1 Corinthians 13:4-7
On Blogging and Writing
It's become apparent to me that blogging and writing are two very distinct activities and forms of entertainment/expression, at least for myself. After having maintained this blog for some time, the difference between the work produced has become obvious to me.To sidetrack somewhat, let's discuss my subject combination. Triple science has always been obvious to me, so at the end of sec2 it came down to History vs Lit. Although I wasn't sure about weather I had made the right decision, over the past year I've come to decide that History was in fact the right decision.
Although many people have told me that I should have taken Lit, I think that structured studying of a text would be much too stifling for me.

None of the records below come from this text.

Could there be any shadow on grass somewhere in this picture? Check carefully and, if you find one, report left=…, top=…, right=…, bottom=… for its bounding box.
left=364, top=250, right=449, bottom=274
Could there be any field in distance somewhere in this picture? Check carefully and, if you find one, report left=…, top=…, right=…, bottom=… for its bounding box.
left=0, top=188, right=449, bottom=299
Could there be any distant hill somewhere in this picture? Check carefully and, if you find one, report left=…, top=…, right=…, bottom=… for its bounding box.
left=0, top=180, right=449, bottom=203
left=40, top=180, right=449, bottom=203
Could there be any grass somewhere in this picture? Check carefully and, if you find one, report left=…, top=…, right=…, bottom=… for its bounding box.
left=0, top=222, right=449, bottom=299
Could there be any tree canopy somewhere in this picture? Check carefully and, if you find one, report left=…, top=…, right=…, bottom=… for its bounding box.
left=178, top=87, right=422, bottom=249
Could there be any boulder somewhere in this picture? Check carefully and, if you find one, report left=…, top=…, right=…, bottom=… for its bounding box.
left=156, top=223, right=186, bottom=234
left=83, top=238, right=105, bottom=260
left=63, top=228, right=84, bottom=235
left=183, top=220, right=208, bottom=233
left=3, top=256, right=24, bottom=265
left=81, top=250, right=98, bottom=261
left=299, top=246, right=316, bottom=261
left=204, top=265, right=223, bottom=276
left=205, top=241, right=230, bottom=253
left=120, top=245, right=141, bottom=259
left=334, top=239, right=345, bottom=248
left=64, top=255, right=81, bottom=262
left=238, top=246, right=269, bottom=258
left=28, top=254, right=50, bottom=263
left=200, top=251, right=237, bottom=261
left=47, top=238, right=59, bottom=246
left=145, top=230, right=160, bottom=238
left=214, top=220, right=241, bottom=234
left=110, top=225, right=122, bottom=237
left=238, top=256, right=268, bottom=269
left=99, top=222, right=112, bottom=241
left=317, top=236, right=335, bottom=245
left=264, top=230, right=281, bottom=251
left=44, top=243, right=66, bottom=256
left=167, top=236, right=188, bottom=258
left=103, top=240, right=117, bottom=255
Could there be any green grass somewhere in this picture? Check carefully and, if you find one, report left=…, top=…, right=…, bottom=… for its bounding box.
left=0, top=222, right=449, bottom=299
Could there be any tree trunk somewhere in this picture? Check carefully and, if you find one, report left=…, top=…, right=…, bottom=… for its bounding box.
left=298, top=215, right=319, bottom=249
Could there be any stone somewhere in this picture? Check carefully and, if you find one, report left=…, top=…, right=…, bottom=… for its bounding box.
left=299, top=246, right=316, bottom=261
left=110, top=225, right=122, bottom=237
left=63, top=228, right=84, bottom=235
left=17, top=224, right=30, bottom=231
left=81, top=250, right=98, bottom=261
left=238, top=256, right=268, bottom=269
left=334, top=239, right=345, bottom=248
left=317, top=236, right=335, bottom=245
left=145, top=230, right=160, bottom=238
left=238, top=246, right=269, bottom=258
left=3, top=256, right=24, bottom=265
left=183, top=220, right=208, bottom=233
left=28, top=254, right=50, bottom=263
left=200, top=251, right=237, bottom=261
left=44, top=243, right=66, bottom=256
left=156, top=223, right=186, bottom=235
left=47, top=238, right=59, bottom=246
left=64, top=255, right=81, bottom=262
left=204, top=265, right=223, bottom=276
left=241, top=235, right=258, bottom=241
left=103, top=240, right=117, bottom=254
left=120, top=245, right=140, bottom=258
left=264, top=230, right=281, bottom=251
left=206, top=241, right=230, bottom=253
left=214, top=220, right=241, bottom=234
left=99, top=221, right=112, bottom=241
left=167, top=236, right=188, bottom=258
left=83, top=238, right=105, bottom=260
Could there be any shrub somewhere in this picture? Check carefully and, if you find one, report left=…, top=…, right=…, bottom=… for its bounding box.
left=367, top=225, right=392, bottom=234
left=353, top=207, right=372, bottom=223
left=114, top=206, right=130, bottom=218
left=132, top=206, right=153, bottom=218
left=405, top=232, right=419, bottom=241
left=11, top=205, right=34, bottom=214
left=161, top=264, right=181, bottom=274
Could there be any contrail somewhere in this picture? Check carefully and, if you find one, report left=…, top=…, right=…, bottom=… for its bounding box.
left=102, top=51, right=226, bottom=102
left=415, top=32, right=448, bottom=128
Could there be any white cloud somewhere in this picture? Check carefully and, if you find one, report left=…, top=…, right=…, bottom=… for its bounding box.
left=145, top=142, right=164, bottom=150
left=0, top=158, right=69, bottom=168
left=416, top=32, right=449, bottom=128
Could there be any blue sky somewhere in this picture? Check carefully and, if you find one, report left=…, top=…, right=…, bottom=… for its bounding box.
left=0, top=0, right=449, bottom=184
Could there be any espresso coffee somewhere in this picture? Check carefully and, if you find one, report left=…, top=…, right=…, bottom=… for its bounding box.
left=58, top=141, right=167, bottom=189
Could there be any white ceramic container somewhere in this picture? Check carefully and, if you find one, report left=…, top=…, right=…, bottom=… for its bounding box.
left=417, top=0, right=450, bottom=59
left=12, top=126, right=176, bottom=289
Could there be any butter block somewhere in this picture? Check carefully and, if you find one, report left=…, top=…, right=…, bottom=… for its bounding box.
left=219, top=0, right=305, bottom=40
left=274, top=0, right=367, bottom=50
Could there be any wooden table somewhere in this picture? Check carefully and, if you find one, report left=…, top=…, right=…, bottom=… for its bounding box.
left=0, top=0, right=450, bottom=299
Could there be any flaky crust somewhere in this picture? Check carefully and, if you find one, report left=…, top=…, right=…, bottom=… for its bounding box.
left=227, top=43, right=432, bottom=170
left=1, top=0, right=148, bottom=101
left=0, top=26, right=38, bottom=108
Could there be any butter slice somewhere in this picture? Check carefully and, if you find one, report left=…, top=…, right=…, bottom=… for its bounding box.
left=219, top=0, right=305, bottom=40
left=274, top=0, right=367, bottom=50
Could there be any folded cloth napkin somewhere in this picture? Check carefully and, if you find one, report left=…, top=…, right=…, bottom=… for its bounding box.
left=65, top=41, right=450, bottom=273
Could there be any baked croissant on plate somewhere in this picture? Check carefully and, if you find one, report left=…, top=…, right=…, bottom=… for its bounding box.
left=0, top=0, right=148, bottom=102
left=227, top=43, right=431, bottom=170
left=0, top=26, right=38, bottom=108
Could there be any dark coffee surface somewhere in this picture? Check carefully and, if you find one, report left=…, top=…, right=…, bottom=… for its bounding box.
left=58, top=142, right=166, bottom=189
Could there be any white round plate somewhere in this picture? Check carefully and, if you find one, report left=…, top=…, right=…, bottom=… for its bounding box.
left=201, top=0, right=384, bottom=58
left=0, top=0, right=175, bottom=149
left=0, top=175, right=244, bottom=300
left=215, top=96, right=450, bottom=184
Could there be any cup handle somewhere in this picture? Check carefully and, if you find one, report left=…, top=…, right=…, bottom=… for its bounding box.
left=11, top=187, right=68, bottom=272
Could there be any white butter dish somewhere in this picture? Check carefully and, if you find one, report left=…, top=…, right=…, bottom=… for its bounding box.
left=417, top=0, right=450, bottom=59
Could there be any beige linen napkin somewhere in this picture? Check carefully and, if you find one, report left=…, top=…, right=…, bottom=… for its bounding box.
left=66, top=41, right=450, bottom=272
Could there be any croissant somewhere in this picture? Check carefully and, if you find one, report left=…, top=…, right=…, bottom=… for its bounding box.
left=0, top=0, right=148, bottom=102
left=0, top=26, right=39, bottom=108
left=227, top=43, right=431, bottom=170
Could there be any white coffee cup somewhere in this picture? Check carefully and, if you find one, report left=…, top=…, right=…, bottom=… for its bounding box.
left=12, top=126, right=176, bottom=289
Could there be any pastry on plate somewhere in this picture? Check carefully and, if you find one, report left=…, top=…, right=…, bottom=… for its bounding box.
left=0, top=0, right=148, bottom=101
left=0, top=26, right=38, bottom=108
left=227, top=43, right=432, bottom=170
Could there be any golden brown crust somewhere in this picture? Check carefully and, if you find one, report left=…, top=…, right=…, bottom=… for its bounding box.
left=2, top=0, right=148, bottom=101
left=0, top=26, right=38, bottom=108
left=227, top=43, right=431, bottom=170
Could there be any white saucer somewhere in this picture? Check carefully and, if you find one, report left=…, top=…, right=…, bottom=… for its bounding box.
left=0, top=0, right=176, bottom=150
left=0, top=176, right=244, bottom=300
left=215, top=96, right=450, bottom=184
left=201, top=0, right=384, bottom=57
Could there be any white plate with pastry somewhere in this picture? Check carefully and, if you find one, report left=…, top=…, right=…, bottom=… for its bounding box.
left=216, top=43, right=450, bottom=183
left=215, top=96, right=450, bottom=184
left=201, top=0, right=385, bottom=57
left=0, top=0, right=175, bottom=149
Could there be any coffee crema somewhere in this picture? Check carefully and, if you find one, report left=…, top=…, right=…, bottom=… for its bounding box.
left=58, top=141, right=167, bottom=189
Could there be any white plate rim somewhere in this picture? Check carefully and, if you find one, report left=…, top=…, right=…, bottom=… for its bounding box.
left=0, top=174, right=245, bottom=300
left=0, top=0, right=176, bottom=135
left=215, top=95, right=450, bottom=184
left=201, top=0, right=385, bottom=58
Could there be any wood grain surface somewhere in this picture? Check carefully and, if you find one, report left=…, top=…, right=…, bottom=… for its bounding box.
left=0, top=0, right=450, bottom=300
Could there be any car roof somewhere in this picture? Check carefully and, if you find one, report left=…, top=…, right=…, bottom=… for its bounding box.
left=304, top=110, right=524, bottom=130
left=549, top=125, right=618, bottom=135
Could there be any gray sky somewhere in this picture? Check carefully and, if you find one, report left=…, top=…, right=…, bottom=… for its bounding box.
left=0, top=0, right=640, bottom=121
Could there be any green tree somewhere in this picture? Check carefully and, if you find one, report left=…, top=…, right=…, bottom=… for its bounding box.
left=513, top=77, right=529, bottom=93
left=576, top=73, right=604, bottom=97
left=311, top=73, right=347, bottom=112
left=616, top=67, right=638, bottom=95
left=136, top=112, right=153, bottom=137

History, on the other hand, although a "humanity" and definitely open to personal interpretation, is based on solid fact, and now seems more of a fit for my analytical mind. Perhaps lit would have stifled my own miniscule creative spark, from which I derive at least some joy
My creative written productions, although I self-deprecatingly put down, both to others and myself, brings to me a kind of indescribable pleasure to write. Of course, winning an accolade of some sort (or dare I dream, publication in the future) would be great, I admit that the chances of that ever happening, if not slim, are non-existent. But I've also come to the same epiphany that every writer has ever had, that the true joy of writing is not the product but the process.
Blogging, on the other hand, has always been a completely different ball game. I've always been afraid as coming over as too personal, too informal, too formal, too deep, or too whimsical. But reflecting on the revelation that writing is joy, from now on I'll be trying to blog any way I like. Which may or may not be the previous style, but it will be a style that I'll enjoy.